Beyond this portfolio battle, I’ve found these tendencies to be consistent in my many exercises with the Intelligent Indices AI committee. Bard often favors tech when it’s part of the strategy, and Bard likes aggressive weightings when it can. Claude often brings the most contrarian ideas in its selections. ChatGPT always feels balanced between creative ideas and temperate weightings.
Just as AIs have a sort of personality, each AI seems to have an investment style as well.
My hypothesis is that some of the individual AI investing style is a byproduct of the differences between the underlying large language models. Some of it is how it might query the Internet for data. Some of it may be an accident.
AI Alpha
ChatGPT is the best stock picker so far, but that’s not the whole story.
Just like humans, the different styles of each AI might lend themselves toward better performance in different kinds of investing strategies.
Bard’s heavy favoritism toward tech might have hurt it in the near term as the YTD tech rally has slowed vs other parts of the market, but that favoritism might make the Bard portfolio outperform if the rally in tech isn’t over. Bard’s philosophy might also make it a great stock picker for thematic strategies focused on innovation.
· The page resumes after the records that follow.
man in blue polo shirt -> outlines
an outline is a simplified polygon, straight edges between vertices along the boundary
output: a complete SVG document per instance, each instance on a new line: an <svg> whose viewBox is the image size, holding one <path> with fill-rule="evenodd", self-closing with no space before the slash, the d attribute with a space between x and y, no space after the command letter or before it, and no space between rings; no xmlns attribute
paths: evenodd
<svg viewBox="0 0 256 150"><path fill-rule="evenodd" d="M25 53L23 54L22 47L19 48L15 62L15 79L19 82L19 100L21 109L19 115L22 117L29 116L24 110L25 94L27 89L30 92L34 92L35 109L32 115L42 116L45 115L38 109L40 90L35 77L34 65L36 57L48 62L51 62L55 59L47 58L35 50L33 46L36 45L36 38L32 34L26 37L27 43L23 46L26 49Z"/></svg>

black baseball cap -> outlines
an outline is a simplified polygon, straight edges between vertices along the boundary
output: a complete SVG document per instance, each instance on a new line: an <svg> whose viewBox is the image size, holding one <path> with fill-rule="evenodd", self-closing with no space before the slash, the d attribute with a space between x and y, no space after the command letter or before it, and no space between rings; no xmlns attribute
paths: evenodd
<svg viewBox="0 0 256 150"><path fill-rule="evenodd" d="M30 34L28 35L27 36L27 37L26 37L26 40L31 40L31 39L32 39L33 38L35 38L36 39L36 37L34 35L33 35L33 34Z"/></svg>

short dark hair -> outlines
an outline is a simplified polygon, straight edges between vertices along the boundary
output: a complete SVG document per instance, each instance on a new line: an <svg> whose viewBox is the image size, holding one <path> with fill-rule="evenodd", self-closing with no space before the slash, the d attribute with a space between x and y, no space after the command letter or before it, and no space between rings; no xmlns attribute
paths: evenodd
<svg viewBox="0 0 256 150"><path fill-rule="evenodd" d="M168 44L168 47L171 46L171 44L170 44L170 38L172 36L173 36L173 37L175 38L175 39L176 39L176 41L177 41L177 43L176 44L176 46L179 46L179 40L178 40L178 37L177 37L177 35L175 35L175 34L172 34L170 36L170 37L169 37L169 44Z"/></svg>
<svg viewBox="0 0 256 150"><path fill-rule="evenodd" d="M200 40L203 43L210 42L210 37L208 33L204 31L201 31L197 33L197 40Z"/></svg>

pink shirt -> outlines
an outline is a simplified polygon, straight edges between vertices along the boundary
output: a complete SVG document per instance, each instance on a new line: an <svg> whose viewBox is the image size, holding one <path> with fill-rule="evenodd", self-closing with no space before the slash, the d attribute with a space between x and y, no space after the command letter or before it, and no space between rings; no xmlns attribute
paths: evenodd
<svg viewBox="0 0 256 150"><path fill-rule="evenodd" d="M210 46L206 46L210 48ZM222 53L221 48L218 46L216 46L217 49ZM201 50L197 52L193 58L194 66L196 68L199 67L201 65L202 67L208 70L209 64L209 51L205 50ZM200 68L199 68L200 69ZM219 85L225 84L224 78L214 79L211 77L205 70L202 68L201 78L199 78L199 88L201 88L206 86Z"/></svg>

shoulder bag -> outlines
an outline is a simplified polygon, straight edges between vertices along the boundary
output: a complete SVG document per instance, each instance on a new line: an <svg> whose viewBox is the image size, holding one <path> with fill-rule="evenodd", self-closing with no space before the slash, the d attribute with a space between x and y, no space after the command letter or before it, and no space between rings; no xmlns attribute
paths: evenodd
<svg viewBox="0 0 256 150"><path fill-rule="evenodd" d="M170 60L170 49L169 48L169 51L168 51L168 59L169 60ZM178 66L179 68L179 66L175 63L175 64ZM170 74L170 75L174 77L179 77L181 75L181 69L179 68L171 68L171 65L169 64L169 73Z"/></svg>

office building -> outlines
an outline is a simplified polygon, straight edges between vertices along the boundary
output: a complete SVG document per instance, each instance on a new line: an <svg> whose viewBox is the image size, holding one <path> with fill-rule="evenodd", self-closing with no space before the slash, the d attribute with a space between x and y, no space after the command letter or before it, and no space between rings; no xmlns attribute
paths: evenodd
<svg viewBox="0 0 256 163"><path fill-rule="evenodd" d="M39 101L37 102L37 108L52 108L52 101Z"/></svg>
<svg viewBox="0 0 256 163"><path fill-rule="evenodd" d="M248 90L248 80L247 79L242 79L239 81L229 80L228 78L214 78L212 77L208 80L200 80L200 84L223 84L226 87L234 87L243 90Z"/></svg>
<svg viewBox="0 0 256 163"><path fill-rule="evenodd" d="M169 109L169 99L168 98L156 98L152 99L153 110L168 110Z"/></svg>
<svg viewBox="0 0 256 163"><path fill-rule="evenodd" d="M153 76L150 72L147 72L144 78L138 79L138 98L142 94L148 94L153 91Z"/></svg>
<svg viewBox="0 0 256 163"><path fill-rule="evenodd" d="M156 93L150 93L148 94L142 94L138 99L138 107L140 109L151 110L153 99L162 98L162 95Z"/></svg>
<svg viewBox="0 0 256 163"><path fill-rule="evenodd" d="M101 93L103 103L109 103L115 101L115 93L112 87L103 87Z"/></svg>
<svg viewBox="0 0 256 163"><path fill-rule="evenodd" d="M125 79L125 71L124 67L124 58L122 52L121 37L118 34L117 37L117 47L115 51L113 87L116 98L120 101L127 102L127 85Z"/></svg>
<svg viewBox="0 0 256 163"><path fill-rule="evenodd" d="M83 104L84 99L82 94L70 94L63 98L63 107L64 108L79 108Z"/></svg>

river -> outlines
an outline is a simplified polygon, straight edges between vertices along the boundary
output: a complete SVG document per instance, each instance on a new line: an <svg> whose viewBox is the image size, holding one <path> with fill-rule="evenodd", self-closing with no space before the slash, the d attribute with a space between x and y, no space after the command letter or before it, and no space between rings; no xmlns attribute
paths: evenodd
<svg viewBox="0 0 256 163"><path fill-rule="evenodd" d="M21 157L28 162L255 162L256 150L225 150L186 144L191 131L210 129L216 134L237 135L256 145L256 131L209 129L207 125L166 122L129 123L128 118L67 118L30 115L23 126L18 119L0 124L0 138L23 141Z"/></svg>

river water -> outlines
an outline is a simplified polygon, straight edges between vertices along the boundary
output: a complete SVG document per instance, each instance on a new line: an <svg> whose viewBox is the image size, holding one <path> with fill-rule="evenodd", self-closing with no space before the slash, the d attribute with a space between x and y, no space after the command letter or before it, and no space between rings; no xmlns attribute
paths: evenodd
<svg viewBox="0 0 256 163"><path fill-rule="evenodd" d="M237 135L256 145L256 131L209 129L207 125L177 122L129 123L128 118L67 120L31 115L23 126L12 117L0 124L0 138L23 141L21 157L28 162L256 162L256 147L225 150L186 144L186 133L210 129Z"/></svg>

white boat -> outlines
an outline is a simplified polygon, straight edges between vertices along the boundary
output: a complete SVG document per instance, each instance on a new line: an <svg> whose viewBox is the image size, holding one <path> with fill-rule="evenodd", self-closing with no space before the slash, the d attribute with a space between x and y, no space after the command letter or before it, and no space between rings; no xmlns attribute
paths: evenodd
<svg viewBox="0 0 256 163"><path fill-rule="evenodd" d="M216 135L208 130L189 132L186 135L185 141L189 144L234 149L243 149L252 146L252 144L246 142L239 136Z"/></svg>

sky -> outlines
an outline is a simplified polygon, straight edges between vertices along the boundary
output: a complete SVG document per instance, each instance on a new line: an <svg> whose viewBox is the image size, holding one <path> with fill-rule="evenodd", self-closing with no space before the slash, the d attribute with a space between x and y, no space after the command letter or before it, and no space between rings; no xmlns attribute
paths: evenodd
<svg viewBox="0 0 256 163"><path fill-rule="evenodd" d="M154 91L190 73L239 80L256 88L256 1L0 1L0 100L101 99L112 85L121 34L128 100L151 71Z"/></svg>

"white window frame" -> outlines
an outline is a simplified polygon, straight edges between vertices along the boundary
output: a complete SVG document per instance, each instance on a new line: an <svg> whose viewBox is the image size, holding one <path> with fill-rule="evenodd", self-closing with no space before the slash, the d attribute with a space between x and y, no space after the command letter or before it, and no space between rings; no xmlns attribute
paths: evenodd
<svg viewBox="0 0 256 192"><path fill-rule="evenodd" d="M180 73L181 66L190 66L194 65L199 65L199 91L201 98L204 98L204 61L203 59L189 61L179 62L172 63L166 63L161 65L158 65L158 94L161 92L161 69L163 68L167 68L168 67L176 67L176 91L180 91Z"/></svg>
Claude’s love for more unique ideas might play better in a market that rewards contrarian thinking. Claude’s style might also favor small or mid cap names where there might be greater dispersion amongst stocks.
Diversity of approach and perspective makes for a good committee, whether one of humans or machines. Individually, we’ll see which AI proves to be the best stock picker in this experiment, but together, the AI committee is well positioned to beat the S&P 500 in the long run. Some will just contribute more alpha than others.